This is the first image of a controversial waste transfer station for which, council officers say, there is no alternative.

A French industrial architect has drawn up plans for the building at Hollingdean, Brighton, which would cost £10 million.

Recycling lorries would leave the depot, collect waste and then return.

They would drive into the building, where its load of recyclables is sorted for transfer to recycling companies outside the city.

Night-time dustbin collections and a convoy of lorries carrying Brighton and Hove's waste to the Midlands for dumping could be the only alternative to a controversial waste transfer site at Hollingdean, say officials.

Gillian Marston, the head of Brighton and Hove City Council's in-house refuse service Cityclean, said the council had no other options to deal with the city's waste.

If the planned waste transfer station was not built, she said, there would have to be night time collections with convoys of dustcarts heading north.

Ms Marston, assistant director of Cityclean, is in charge of the team which collects and dumps the city's waste.

At present, dustcarts come in and out of the Hollingdean site in Brighton collecting waste and carrying it to landfills in Sussex, which will be full in the next two years.

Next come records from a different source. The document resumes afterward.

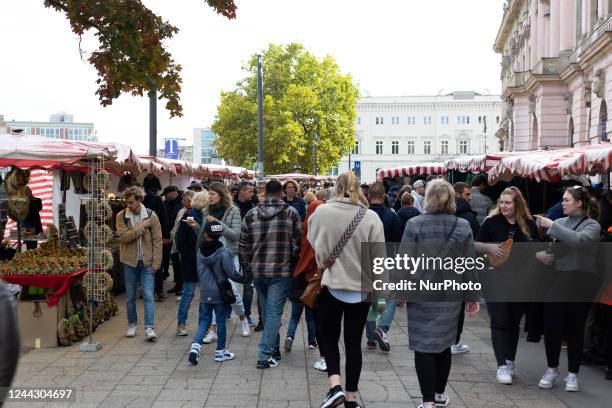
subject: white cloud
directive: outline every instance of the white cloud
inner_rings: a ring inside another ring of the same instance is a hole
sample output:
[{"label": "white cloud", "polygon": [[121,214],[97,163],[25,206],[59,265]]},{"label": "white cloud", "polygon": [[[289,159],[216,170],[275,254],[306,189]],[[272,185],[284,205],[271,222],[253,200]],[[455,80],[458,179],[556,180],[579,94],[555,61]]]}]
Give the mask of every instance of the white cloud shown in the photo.
[{"label": "white cloud", "polygon": [[[500,90],[492,50],[502,0],[242,0],[238,18],[216,15],[204,0],[145,0],[180,28],[168,45],[183,66],[183,118],[159,103],[158,135],[191,140],[210,125],[219,93],[241,78],[247,58],[270,43],[297,41],[336,58],[372,95],[436,94],[439,90]],[[148,150],[148,102],[122,96],[103,108],[95,71],[80,59],[65,17],[42,0],[2,7],[0,114],[47,120],[67,111],[94,122],[102,140]],[[91,40],[83,48],[93,49]]]}]

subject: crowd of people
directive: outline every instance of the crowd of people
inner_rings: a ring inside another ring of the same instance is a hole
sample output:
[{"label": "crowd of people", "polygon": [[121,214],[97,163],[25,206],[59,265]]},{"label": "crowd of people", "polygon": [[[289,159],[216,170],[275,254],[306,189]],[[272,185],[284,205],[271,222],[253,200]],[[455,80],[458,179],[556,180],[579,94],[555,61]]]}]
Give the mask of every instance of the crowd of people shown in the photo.
[{"label": "crowd of people", "polygon": [[[512,384],[520,322],[529,306],[493,302],[479,293],[466,293],[463,302],[400,302],[394,297],[371,302],[371,288],[362,285],[363,243],[463,243],[464,256],[508,257],[503,242],[540,241],[547,237],[570,244],[562,254],[541,251],[537,262],[554,267],[568,279],[595,275],[594,257],[584,256],[573,243],[597,242],[610,227],[612,194],[599,203],[593,190],[569,186],[559,204],[546,215],[532,215],[523,193],[508,187],[499,197],[487,195],[486,177],[470,184],[449,184],[441,178],[397,185],[388,181],[360,185],[352,172],[340,175],[335,186],[241,182],[193,182],[187,191],[176,186],[161,190],[155,180],[123,192],[127,208],[117,215],[121,262],[126,282],[128,337],[137,334],[136,286],[140,283],[146,338],[155,341],[155,301],[165,298],[163,284],[172,264],[177,296],[177,336],[188,336],[188,315],[199,290],[198,329],[189,362],[200,362],[202,344],[216,341],[214,360],[235,358],[227,347],[226,321],[232,312],[240,333],[261,331],[257,368],[279,365],[281,318],[286,302],[291,317],[282,346],[289,352],[305,312],[308,348],[319,349],[315,368],[326,371],[330,388],[322,408],[359,407],[356,399],[365,347],[391,350],[388,333],[398,307],[408,316],[409,348],[414,351],[422,407],[446,406],[445,393],[452,356],[468,353],[461,342],[465,315],[474,316],[486,302],[491,341],[497,360],[496,379]],[[560,209],[560,211],[559,211]],[[509,262],[508,265],[512,263]],[[507,266],[508,268],[510,266]],[[504,268],[502,265],[500,268]],[[301,296],[321,278],[314,308]],[[254,291],[257,316],[252,313]],[[612,302],[601,301],[608,335],[606,378],[612,379]],[[542,326],[547,369],[539,386],[552,388],[559,376],[562,342],[567,342],[569,372],[566,391],[578,391],[578,372],[585,348],[590,302],[545,303]],[[374,316],[372,318],[371,316]],[[344,322],[344,323],[343,323]],[[346,364],[342,387],[339,341],[343,335]],[[543,361],[544,364],[544,361]]]}]

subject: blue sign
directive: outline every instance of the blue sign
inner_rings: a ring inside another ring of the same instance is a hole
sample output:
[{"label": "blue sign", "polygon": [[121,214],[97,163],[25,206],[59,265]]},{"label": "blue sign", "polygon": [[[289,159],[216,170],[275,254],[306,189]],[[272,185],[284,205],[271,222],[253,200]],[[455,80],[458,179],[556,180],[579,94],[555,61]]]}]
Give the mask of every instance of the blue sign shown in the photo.
[{"label": "blue sign", "polygon": [[357,176],[357,178],[361,178],[361,162],[360,161],[355,161],[355,175]]},{"label": "blue sign", "polygon": [[179,156],[179,144],[178,139],[166,139],[164,148],[164,158],[166,159],[178,159]]}]

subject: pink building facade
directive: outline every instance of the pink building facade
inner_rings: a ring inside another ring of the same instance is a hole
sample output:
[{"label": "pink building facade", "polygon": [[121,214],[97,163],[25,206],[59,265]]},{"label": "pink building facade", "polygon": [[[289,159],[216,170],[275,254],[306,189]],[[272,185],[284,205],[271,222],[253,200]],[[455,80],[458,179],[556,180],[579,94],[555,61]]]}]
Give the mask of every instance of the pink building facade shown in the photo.
[{"label": "pink building facade", "polygon": [[505,150],[612,138],[612,0],[509,0],[494,49]]}]

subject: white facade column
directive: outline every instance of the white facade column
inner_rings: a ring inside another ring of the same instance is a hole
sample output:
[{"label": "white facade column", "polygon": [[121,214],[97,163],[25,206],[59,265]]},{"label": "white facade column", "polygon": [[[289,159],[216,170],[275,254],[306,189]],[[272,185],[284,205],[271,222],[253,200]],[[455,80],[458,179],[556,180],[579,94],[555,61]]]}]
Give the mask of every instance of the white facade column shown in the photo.
[{"label": "white facade column", "polygon": [[562,0],[550,2],[550,28],[549,28],[549,49],[548,56],[556,57],[559,55],[559,34],[561,25],[561,7]]},{"label": "white facade column", "polygon": [[597,18],[605,18],[606,17],[606,2],[608,0],[599,0],[599,7],[597,10]]},{"label": "white facade column", "polygon": [[[535,20],[537,21],[537,27],[536,27],[536,31],[535,31],[535,35],[536,35],[536,46],[535,46],[535,50],[536,50],[536,55],[535,55],[535,59],[533,60],[532,64],[535,65],[542,57],[544,57],[546,55],[546,43],[545,43],[545,35],[544,35],[544,30],[545,30],[545,18],[544,18],[544,5],[537,1],[535,2],[535,7],[538,9],[537,12],[537,16],[535,18]],[[534,14],[535,15],[535,14]]]},{"label": "white facade column", "polygon": [[574,25],[574,2],[572,0],[561,0],[560,24],[559,24],[559,51],[573,48]]}]

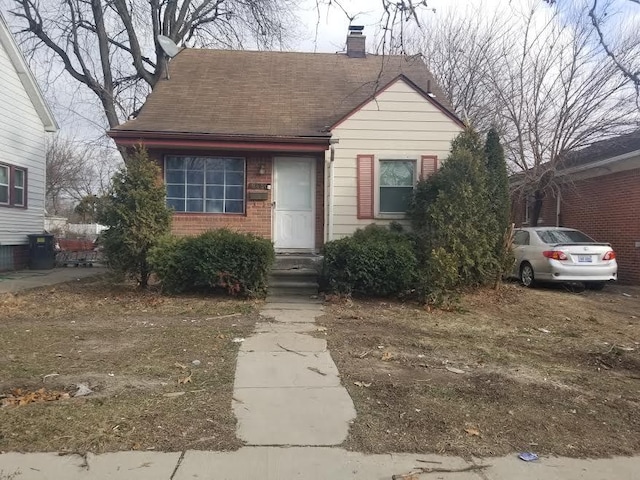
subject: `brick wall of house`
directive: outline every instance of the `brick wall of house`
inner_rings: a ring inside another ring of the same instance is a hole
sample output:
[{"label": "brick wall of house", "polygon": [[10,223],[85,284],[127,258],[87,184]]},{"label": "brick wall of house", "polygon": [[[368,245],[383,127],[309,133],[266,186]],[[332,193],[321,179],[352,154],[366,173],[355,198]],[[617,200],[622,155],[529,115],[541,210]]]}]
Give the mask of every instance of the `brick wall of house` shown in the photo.
[{"label": "brick wall of house", "polygon": [[[516,226],[524,202],[514,202]],[[539,225],[555,225],[556,198],[545,198]],[[640,284],[640,169],[576,181],[562,191],[560,225],[609,242],[616,252],[621,283]]]},{"label": "brick wall of house", "polygon": [[[165,154],[170,155],[232,155],[246,158],[246,183],[273,184],[273,155],[254,152],[178,152],[178,151],[150,151],[164,168],[162,159]],[[260,174],[260,167],[264,166],[264,174]],[[320,249],[324,240],[324,162],[323,157],[317,158],[316,168],[316,249]],[[242,215],[216,213],[176,213],[173,216],[172,232],[176,235],[197,235],[208,230],[228,228],[237,232],[247,232],[272,239],[272,191],[266,190],[267,200],[249,200],[247,188],[245,213]]]}]

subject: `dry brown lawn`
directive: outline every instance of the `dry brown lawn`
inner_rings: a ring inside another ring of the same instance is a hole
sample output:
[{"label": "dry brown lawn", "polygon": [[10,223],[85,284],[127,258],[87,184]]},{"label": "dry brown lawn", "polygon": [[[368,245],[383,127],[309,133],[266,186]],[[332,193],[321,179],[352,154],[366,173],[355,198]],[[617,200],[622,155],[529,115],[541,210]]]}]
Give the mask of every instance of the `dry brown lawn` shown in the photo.
[{"label": "dry brown lawn", "polygon": [[[253,312],[104,279],[0,295],[0,451],[240,447],[232,340]],[[81,383],[94,393],[74,398]]]},{"label": "dry brown lawn", "polygon": [[321,323],[358,412],[351,450],[640,453],[640,288],[506,284],[458,312],[343,299]]}]

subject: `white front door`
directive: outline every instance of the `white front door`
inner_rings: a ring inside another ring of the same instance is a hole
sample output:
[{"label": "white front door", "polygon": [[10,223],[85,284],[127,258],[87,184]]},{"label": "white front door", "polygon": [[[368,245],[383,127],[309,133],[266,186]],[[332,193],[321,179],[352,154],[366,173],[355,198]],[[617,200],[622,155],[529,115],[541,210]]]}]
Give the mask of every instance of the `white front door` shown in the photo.
[{"label": "white front door", "polygon": [[315,159],[275,159],[274,242],[276,250],[315,246]]}]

Ms Marston said she had been wracking her brains to find an alternative. She said: "I've been looking at where we could take our waste if we don't have a transfer site. We could be going as far as Bedford or even the Midlands."

Ms Marston said the trip would take about eight hours, which would mean the council would have to collect refuse at night and transfer it in articulated lorries to the Midlands during the day by another crew.

This would mean more staff, more trucks and more cost and a large increase in the number of vehicles coming in and out of the Hollingdean refuse depot.

Ms Marston said: "This could block the roads across the country. It would be madness, an absolute disaster."

Hampshire, which includes coastal cities such as Portsmouth, has three incinerators to deal with its county's waste.

Ms Marston said Cityclean looked at using Hampshire to deal with Brighton and Hove's waste but the firm would have had to buy a large fleet of vehicles to transport the daily amount of refuse.

The average journey would take six hours and Cityclean's 20 vehicles would have to be bolstered to 114 vehicles, which the service thought too expensive and would create more traffic.

Gareth Reast, of Hollingbury Road, Brighton, who is fighting the waste site plans, said : "What needs to be kept in mind is the waste local plan has not yet been adopted. It's still in consultation.

"I think this is an over-reaction to say that everything will have to go away to be dumped elsewhere. It's a silly statement. There are alternatives."

However, Ms Marston said even if the council did transport its waste from the city, those alternative landfills would also become full and costs to take it out of the county would soar.

The amount of waste being generated annually is growing at three per cent per year and the South-East is running out of landfill.

Keith Mitchell, who is the chairman of the South East England Regional Assembly's regional planning committee, said: "We are running out of landfill sites, and few people want a new landfill site near them. Secondly, the waste of resources is not sustainable. We are using raw materials too quickly."

Ms Marston said the city has to have a materials recovery facility and waste transfer station and Hollingdean Lane, Brighton, is the ideal site because of its proximity to the dustcart depot.

She said having several smaller transfer sites dotted about the city would increase traffic movement with dustcarts and waste transfer lorries travelling all over the city.